Kate Winslet est Lee Miller, dans ce film qu’elle a produit après des années à se consacrer tout entière au projet. Elle capte la période qui bascule du glamour à la guerre, du badinage à l’amour, de la poésie d’Eluard à la barbarie d’Hitler, du mannequinat au reportage de guerre, de l’alcool mondain au démon de l’alcoolisme. À certains égards, Lee me fait penser à BB expliquant avoir donné sa jeunesse et sa beauté aux hommes, et sa sagesse et son expérience aux animaux ; ses succès au cinéma lui ayant permis de financer son engagement en faveur de la cause animale. Lee Miller a donné sa jeunesse à la frivolité, et sa sagesse à l’humanité. Ses succès sur les podiums lui ayant permis d’être recrutée par Vogue, qui lui offre à son tout de donner à voir (presque toute) l’inhumanité. Le célèbre magazine féminin joue d’ailleurs un rôle à part entière dans ce film.

Les parallèles ne s’arrêtent pas là puisque, l’une comme l’autre, ces femmes opiniâtres ont aussi fait éclater la cause des femmes et le plafond de verre, Lee Miller ayant été l’une des premières femmes journaliste reporter d’images. L’une comme l’autre, enfin, ont atteint le but de leur quête ardente : rendre compte de la vérité.

 

Kate Winslet révèle Lee Miller à travers l’écran, qui elle-même se révèle à travers l’interview qu’elle accorde à ce jeune homme. Un échange donnant-donnant pendant qu’il en est encore temps. Prétexte à la ressouvenance, à partir de tirages choisis. Le film se regarde comme on lit un page-turner. Ce genre d’histoires hypnotiques que l’on s’apprête à quitter, à corps et cœur défendant, lorsque l’on sent la fin poindre, au point d’en procrastiner la lecture. Ajourner parfois exalte.

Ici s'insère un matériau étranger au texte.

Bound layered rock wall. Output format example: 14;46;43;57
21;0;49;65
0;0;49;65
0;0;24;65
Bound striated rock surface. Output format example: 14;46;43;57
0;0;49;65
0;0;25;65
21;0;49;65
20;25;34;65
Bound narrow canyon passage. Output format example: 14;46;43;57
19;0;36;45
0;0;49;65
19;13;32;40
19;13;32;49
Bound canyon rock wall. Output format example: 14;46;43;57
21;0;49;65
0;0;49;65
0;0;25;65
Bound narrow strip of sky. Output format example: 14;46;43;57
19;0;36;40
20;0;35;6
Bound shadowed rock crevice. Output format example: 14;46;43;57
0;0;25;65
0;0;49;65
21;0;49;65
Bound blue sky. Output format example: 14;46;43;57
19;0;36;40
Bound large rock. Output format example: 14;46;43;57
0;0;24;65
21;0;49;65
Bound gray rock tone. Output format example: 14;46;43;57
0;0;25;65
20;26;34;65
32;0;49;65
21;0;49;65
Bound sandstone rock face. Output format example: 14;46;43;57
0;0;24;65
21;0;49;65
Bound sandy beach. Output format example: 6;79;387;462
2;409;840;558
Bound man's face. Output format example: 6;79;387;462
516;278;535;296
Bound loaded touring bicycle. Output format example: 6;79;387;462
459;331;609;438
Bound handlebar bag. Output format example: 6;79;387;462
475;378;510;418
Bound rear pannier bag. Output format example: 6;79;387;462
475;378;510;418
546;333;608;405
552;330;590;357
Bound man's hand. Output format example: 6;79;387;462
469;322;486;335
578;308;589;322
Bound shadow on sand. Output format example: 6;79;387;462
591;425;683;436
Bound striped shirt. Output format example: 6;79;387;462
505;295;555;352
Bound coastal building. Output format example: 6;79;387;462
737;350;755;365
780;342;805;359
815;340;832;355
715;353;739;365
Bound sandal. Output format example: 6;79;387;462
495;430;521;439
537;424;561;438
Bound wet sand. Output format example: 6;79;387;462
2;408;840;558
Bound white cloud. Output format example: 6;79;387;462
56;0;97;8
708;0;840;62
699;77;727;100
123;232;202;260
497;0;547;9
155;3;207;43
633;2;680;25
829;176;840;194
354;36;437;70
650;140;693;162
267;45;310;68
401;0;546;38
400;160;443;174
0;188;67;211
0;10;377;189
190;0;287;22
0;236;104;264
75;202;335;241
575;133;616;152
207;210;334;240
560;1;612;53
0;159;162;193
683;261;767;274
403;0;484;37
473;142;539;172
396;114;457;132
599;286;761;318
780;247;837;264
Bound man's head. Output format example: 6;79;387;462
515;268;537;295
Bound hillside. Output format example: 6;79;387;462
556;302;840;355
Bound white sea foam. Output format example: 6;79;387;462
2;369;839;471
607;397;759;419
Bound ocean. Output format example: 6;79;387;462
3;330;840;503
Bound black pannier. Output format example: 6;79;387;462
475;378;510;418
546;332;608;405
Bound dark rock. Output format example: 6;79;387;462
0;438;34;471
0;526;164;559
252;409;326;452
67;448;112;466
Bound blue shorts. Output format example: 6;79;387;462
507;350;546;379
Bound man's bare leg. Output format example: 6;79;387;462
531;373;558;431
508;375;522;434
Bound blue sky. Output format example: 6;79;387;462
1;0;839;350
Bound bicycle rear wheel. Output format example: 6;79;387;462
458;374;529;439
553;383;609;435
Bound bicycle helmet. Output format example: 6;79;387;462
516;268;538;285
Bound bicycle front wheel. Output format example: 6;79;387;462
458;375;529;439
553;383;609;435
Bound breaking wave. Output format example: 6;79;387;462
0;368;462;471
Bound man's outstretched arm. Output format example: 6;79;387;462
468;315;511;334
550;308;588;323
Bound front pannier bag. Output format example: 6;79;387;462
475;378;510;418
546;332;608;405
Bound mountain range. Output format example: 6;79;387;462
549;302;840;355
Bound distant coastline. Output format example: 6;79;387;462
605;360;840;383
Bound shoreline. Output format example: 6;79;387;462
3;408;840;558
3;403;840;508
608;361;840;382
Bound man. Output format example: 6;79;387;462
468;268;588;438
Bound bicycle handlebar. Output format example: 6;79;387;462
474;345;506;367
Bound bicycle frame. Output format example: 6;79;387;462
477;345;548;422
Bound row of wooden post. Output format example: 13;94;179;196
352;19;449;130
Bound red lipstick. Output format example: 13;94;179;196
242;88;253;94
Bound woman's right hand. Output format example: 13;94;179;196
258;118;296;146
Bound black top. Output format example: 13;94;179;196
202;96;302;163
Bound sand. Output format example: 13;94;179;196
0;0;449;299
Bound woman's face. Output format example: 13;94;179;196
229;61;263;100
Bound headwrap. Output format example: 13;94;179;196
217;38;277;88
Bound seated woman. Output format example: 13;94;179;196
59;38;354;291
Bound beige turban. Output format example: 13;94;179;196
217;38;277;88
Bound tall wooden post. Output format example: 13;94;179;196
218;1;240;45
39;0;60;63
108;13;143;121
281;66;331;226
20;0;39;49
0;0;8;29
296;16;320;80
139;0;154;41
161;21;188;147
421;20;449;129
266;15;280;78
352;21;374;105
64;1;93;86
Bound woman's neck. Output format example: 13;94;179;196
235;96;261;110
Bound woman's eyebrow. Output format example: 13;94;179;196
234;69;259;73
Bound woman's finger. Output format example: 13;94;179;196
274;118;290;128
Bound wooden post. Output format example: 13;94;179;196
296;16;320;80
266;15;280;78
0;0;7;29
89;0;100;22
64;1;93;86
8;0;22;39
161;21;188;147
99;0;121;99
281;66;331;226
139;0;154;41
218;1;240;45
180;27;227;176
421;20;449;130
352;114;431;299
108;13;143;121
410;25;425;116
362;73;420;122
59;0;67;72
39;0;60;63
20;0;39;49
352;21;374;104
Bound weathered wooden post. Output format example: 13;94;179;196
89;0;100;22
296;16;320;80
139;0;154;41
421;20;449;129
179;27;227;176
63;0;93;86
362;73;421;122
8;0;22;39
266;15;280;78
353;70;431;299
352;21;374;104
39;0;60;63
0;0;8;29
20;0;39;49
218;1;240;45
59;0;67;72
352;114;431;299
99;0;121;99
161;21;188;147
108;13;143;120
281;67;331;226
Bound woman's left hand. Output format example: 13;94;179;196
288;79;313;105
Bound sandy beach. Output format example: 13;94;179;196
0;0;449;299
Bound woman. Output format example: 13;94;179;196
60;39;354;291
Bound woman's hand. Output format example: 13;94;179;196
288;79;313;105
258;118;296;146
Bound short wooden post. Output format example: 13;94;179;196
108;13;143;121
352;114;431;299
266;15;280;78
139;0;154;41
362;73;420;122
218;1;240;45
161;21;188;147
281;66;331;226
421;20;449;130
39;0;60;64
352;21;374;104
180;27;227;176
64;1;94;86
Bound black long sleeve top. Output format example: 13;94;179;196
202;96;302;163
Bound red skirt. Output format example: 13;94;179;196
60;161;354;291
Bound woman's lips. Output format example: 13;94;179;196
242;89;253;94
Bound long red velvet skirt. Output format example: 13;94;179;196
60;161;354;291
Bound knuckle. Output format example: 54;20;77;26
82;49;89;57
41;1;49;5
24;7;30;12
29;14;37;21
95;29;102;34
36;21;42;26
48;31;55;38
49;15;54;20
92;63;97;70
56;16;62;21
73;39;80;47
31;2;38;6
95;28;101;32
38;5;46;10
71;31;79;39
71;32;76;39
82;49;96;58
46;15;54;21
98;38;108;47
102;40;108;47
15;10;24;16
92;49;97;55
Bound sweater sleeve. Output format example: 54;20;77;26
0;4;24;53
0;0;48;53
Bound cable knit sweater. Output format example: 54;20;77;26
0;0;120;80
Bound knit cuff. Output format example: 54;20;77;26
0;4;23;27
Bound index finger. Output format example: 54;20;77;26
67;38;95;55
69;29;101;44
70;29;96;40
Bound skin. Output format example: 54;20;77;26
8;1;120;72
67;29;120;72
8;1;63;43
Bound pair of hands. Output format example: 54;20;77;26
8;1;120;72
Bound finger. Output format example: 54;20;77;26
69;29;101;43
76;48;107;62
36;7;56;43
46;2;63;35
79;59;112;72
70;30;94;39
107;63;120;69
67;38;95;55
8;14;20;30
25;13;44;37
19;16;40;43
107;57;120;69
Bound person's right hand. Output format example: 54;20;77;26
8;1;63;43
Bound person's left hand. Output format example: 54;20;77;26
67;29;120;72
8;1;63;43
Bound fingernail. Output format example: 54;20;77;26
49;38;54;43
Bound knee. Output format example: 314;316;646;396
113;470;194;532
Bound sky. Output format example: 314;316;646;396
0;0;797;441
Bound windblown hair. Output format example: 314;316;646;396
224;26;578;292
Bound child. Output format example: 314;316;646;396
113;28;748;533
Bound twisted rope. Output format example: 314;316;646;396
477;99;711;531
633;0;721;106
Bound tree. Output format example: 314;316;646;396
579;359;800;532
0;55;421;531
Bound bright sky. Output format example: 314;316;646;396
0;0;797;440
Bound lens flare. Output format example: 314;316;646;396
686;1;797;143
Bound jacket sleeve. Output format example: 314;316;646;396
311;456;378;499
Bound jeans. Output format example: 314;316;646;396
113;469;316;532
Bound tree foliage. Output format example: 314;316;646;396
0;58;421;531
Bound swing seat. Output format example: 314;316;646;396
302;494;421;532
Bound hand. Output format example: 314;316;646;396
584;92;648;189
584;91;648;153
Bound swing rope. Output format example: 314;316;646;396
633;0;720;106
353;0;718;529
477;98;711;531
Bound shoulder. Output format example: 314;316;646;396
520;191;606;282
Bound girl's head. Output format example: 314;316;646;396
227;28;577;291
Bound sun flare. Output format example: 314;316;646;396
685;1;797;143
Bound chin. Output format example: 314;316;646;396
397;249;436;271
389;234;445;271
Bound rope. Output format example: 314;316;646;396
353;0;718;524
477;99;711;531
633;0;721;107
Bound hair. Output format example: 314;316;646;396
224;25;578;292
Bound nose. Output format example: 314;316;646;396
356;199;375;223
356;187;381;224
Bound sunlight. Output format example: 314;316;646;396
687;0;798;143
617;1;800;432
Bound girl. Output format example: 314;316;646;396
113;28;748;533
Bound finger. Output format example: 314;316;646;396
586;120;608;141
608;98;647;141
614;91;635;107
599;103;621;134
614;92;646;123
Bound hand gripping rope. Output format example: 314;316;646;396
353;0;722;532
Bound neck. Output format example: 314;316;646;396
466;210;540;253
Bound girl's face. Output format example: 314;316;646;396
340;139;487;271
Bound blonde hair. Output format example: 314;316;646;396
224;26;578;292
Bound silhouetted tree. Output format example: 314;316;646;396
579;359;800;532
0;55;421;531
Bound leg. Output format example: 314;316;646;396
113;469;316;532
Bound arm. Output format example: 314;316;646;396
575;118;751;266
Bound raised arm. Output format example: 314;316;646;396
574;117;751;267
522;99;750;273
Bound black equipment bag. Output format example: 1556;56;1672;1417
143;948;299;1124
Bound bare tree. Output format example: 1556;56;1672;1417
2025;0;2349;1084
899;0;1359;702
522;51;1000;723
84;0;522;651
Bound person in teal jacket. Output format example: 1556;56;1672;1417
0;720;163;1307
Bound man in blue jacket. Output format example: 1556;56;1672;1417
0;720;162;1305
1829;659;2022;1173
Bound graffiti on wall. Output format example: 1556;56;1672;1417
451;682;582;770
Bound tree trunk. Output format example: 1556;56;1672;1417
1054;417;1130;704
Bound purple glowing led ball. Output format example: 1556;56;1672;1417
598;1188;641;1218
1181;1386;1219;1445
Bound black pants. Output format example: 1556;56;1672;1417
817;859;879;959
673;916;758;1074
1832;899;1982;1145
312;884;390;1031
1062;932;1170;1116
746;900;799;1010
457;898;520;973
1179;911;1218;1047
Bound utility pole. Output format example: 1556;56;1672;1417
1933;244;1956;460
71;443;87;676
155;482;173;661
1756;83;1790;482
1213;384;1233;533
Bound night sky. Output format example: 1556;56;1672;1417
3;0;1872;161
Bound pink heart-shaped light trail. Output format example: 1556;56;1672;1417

Dans le film, tout arrive progressivement, au fil des chapitres. Aussi progressif que vertigineux. Mougins -ambiance Riviera art-déco, Londres -femme amoureuse et photographe sous la bruine, Saint-Malo -premières photographies en terrain assiégé sous les bombardements jusqu’à la libération des camps de concentration.

 

Kate Winslet est une remarquable actrice. Dans ce film, elle semble nouer un véritable dialogue avec les portraits qu’elle a saisi au Rolleiflex. Se tisse une intériorité émouvante entre Kate-Lee, et ces visages réduits à néant. L’enfant animalisé dans les camp désaffectés, la jeune femme collaboratrice tondue en place publique, ces grappes d’hommes décharnés et empilés dans des charniers ou dans les wagons à bestiaux.

Kate Winslet offre la vision d’une pasionara, qui respecte les lois de l’honneur et de la probité en amour, comme en amitié, en mère (quoique plus lointaine). Une femme libre de cette liberté chère à Paul Eluard. Lee Miller ne se contente pas d’écrire pas son nom : elle personnifie la liberté, penchée sur sa machine à écrire, sur la page blanche, sur ses clichés crus, sur le même étang soleil moisi et les mêmes sueurs de l’orage que le poète.

Dans le rôle de ses amies, j’ai été touchée par Marion Cotillard. Comme par Noémie Merlant. Deux rôles secondaires aussi furtifs qu’essentiels pour comprendre l’évolution de Lee Miller, tenus par deux actrices qui laissent une empreinte définitive.

 

Le film est traversé par une émotion diffuse, aussi ample que discrète comme l’est la musique d’Alexandre Desplat, dont on s’aperçoit qu’elle existe quand le silence prend toute la place, aux moments où l’image emporte tout.

Lee Miller est un film brillant, intelligent, émouvant. Sans fausse note, qui infuse comme une poésie.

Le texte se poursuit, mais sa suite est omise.